In 1965, Ghana's currency situation was defined by the newly introduced
Ghanaian Pound (¢G), which had replaced the West African Pound just two years prior in 1963. This change was a significant symbol of economic sovereignty under President Kwame Nkrumah, severing the direct colonial currency link. However, the currency operated within a fixed exchange rate system, pegged to the British Pound Sterling at par, which tied Ghana's monetary policy closely to that of the United Kingdom.
This period was one of underlying economic strain. Nkrumah's ambitious industrialization and infrastructure projects, funded by heavy borrowing and drawing down substantial foreign reserves accumulated during the 1950s cocoa boom, led to growing budget and trade deficits. While the currency's value was officially stable, these pressures created an overvaluation, discouraging exports and encouraging imports, which further drained reserves. The economy was becoming increasingly dependent on volatile cocoa prices, and the fixed peg masked the growing disequilibrium.

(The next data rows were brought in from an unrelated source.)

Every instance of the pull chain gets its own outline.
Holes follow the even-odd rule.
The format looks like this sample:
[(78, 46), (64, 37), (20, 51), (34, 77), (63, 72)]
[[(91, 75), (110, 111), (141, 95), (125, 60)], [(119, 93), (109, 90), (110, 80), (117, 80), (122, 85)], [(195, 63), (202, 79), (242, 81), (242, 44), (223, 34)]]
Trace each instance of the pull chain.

Consequently, by the end of 1965, the Ghanaian Pound was under severe pressure, though this was not yet fully apparent in everyday transactions. The fundamental imbalances would culminate just a few months later, in February 1966, following Nkrumah's overthrow in a coup, when the new government was forced to devalue the currency by 30% and later redenominate it as the Cedi. Thus, 1965 represents the final year of an artificially stable currency regime, immediately preceding a major monetary crisis and reform.